China's Climate-Focused Funds Overtake that of U.S.

Published on: 11 May 2022 01:19 PM
by KnowESG

China's climate-focused funds surged, surpassing that of the U.S. last year. It will help China bolster its efforts to meet net-zero targets. Flows to Chinese climate funds almost doubled in 2021. 

According to data from research firm Morningstar Inc., China's fund assets increased by 149 per cent from the previous year to $47 billion in 2021, owing to unprecedented inflows and outperformance by the local renewable energy sector. Climate funds in the United States increased to $31 billion, but in Europe, the largest market, they nearly doubled to $325 billion.

Morningstar ESG analyst Boya Wang said:

"In the West, climate protection awareness is probably the main factor driving the growth. In China, it’s largely driven by policy. After the government officially approved carbon neutrality and net-zero targets in 2021, we saw a mushrooming of all these new climate funds.”
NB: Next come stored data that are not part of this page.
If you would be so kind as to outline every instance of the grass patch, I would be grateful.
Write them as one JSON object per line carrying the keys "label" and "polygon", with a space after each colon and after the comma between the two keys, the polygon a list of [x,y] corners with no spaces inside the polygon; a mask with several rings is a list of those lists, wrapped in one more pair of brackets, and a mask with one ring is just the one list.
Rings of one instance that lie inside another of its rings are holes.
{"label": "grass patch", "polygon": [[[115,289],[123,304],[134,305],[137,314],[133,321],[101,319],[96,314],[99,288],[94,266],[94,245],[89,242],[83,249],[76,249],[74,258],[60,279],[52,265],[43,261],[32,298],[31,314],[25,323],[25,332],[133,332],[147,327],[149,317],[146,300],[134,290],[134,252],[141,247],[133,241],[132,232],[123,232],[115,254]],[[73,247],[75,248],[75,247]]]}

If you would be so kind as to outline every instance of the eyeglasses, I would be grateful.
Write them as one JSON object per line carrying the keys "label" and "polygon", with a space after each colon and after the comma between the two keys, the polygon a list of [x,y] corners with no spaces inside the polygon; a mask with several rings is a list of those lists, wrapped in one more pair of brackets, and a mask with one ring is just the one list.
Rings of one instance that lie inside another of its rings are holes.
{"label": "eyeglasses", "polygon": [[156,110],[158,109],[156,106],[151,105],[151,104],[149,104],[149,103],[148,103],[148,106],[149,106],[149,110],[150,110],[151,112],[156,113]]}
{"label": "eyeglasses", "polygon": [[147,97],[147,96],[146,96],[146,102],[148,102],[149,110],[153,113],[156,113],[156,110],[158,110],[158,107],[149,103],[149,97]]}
Last year, Chinese investors poured $11.3 billion into climate-focused funds, nearly double the amount invested in 2020. According to Morningstar data, Chinese climate funds were up 15 per cent on average in the 12 months to April 2022, while US funds were down 7.2 per cent.
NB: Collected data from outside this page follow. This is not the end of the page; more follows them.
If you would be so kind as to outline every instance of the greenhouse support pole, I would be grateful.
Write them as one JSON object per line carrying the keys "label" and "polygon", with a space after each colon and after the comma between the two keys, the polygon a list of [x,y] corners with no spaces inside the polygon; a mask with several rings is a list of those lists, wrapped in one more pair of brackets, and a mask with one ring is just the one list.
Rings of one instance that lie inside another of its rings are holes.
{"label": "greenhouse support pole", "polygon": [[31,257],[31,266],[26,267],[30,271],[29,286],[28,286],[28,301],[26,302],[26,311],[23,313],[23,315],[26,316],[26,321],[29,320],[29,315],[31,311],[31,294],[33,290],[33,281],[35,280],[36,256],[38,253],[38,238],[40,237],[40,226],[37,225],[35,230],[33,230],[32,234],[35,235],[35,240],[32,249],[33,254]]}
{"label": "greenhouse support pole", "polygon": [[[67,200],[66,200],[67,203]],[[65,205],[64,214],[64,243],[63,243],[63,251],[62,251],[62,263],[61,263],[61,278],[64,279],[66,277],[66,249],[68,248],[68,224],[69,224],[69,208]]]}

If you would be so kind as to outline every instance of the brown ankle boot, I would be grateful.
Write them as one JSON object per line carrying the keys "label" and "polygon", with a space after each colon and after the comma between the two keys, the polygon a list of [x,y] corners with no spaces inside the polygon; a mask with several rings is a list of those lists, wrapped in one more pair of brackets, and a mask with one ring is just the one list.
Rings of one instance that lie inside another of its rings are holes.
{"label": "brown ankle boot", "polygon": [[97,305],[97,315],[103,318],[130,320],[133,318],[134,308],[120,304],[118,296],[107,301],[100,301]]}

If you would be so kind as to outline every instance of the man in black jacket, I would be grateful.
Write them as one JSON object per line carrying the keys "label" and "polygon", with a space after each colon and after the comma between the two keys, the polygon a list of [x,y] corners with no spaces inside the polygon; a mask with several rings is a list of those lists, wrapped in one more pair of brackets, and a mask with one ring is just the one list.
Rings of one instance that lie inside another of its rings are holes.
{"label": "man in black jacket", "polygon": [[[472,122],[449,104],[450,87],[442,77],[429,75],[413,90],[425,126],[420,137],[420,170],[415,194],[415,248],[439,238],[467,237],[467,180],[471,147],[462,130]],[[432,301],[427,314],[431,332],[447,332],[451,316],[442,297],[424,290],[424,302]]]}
China, one of the world's worst polluters, has invested a huge amount of private money into its green goals, including achieving carbon neutrality by 2060 and reducing emissions by 2030. It has become one of the largest issuers of green bonds, green loans, and other financial products to support those policy goals in just a few years.

Clean energy equities and ETFs have benefited from the campaign. A pair of solar-focused funds, Huatai-PineBridge CSI Photovoltaic Industry ETF and Tianhong CSI Photovoltaic Industry Index Launched Fund, ranked among China's top climate funds in less than 18 months.

Last year, 53 new climate-focused funds were created, with renewable energy and technology accounting for more than half of the new products.

It is difficult to say how ecologically beneficial these funds are. Only 11 of Morningstar's 106 China climate funds earned sustainability ratings of "average" or higher. The rest were either unrated or worse. Low scores can be attributed to ESG concerns, including a lack of transparency in China compared to Europe or the United States.

“Whether this capital translates into long-term benefit for the low-carbon economic transition, I’m doubtful,” Wang said.

Green technology investments require consistent, long-term funding inflows. Retail investors, who are frequently scared by short-term volatility, drove last year's advances. During the recent global financial sell-off, solar stocks, for example, have pared gains.

Meanwhile, cleantech companies weighed heavily on US climate funds. While China's clean energy benchmarks outperformed the country's CSI 300 Index, their American counterparts were behind the S&P 500. Sunrun Inc., one of the worst-affected US holdings, lost more than half its value in 2021, following a fourfold increase a year before.

According to Wang, In China, investor excitement may be dampened by continued lockdowns connected to Covid-19 restrictions. Asset managers are deferring investment plans to launch new climate funds until regional lockdowns are lifted.